[![AWS Data Wrangler](_static/logo.png "AWS Data Wrangler")](https://github.com/awslabs/aws-data-wrangler)

# PyTorch

## Table of Contents
* [1.Defining Training Function](#1.-Defininf-Training-Function)
* [2.Traning From Amazon S3](#1.-Traning-From-Amazon-S3)
	* [2.1 Writing PyTorch Dataset to S3](#1.1-Writing-PyTorch-Dataset-to-S3)
	* [2.2 Training Network](#1.2-Training-Network)
* [3. Training From SQL Query](#2.-Training-From-SQL-Query)
	* [3.1 Writing Data to SQL Database](#2.1-Writing-Data-to-SQL-Database)
	* [3.3 Training Network From SQL](#2.2-Reading-single-JSON-file)
* [4. Creating Custom S3 Dataset](#1.-Creating-Custom-S3-Dataset)
	* [4.1 Creating Custom PyTorch Dataset](#1.1-Creating-Custom-PyTorch-Dataset)
	* [4.2 Writing Data to S3](#1.1-Writing-Data-to-S3)
	* [4.3 Training Network](#1.2-Training-Network)
* [5. Delete objects](#6.-Delete-objects)

In [1]:
import io
import boto3
import torch
import torchvision
import awswrangler as wr

from torch.optim import SGD
from torch.nn import CrossEntropyLoss
from torch.utils.data import DataLoader

In [2]:
import getpass
bucket = getpass.getpass()

# 1. Defining Training Function

In [4]:
def train(model, dataset, batch_size=64, epochs=2, device='cpu'):

    criterion = CrossEntropyLoss().to(device)
    opt = SGD(model.parameters(), 0.025)
    loader = DataLoader(dataset, batch_size=batch_size, num_workers=1)

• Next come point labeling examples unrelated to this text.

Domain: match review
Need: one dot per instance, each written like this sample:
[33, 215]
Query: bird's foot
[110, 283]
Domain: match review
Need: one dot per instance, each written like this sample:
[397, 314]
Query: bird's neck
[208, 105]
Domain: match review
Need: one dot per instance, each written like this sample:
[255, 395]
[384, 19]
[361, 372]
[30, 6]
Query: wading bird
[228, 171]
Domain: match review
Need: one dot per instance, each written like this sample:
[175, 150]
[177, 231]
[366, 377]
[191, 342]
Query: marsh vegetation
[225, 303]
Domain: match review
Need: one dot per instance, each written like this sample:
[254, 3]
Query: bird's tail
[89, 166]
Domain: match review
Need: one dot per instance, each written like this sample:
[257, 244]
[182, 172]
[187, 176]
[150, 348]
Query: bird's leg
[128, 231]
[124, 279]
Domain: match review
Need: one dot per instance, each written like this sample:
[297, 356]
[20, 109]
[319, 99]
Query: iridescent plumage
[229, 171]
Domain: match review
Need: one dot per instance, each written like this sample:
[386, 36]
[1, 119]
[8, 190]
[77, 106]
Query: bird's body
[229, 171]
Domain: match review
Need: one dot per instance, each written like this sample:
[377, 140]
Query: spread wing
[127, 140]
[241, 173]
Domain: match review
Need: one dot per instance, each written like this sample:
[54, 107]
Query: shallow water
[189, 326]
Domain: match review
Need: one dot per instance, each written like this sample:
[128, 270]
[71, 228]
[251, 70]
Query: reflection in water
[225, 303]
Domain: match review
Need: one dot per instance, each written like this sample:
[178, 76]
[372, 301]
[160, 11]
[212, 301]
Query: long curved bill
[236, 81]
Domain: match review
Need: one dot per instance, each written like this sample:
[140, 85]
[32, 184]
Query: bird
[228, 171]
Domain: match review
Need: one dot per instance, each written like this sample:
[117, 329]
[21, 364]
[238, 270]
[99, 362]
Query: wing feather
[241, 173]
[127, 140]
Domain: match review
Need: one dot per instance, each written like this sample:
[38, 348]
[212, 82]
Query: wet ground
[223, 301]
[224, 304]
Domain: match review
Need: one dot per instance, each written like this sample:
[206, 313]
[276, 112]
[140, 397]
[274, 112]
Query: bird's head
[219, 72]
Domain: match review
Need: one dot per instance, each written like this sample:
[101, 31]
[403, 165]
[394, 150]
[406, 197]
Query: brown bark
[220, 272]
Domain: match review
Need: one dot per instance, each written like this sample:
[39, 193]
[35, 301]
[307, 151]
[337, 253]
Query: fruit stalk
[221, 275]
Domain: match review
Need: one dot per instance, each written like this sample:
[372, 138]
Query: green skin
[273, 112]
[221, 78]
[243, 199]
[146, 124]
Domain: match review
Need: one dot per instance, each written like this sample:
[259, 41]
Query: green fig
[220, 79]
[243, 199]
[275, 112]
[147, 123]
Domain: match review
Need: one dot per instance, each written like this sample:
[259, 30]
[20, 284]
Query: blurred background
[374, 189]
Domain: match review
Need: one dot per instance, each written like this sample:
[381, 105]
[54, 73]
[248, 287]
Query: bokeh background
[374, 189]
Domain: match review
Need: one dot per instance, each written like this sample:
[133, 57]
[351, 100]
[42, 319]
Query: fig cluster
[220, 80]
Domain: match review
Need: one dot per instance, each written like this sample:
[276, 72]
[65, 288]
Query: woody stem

    for epoch in range(epochs):

        correct = 0    
        model.train()
        for i, (inputs, labels) in enumerate(loader):

            # Forward Pass
            outputs = model(inputs)
            
            # Backward Pass
            loss = criterion(outputs, labels)
            loss.backward()
            opt.step()
            opt.zero_grad()
            
            # Accuracy
            _, predicted = torch.max(outputs.data, 1)
            correct += (predicted == labels).sum().item()
            accuracy = 100 * correct / ((i+1) * batch_size)

            print(f'batch: {i} loss: {loss.mean().item():.4f} acc: {accuracy:.2f}')   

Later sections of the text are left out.